Foreign Exchange | Capital Markets



How to take the gaming instinct out of foreign exchange traders has become the order of the day, following last month’s imposition of $4.3 billion in fines on six global banks for manipulating currency benchmarks.

In the UK, the center of the FX market, the Financial Conduct Authority blamed “ineffective controls at the banks” for allowing traders to put their banks’ interests ahead of those of their clients, other market participants and the UK financial system. “The banks failed to manage obvious risks around confidentiality, conflicts of interest and trading conduct,” the FCA says. “These failings allowed traders at those banks to behave unacceptably.” The FCA announced an industrywide remediation program “to get at the root causes” of the problem. It said it would require senior management of the banks to take responsibility for delivering the necessary changes.
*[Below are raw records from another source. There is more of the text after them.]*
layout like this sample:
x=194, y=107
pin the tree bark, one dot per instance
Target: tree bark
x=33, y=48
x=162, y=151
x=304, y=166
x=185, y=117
Clive Adamson, the FCA’s director of supervision, says: “The supervisory changes that we are announcing will help make sure that real cultural change is delivered across the industry and that senior management take responsibility for ensuring the highest standards of integrity operate across all of their businesses.”

Traders at different banks formed tight-knit groups in which information was shared about client activity, including using code names to identify clients, the FCA said. “Traders shared the information obtained through these groups to help them work out their trading strategies,” it said. “It is clear from our findings [from a 13-month investigation] that there has been widespread poor practice in the spot FX market.”

Marshall Bailey, president of ACI Financial Markets Association, which represents market participants globally, says: “Ultimately, it came down to the behavior of individual market participants and the ability of their supervisors to enforce the standards required through oversight and governance.” He says this should not be seen to reflect the broader health of the FX industry, nor should it trigger wider structural reforms.

Harmonizing the rules, guidelines and conduct expected of market participants across borders is imperative, Bailey says, in order to stamp out unethical behavior.

David Gilmore, partner and economist at Foreign Exchange Analytics, notes: “The FX manipulation investigation has had a very limited impact on volume and volatility, as far as I can tell. It has changed the way banks behave in making markets, turning from informal forms of behavior and ethics to very formal ones.”

The investigation has also changed how people in the market communicate, Gilmore says. They now use more formal channels and are more conscious of their interactions, whether via chat rooms, email or phone conversations, he says.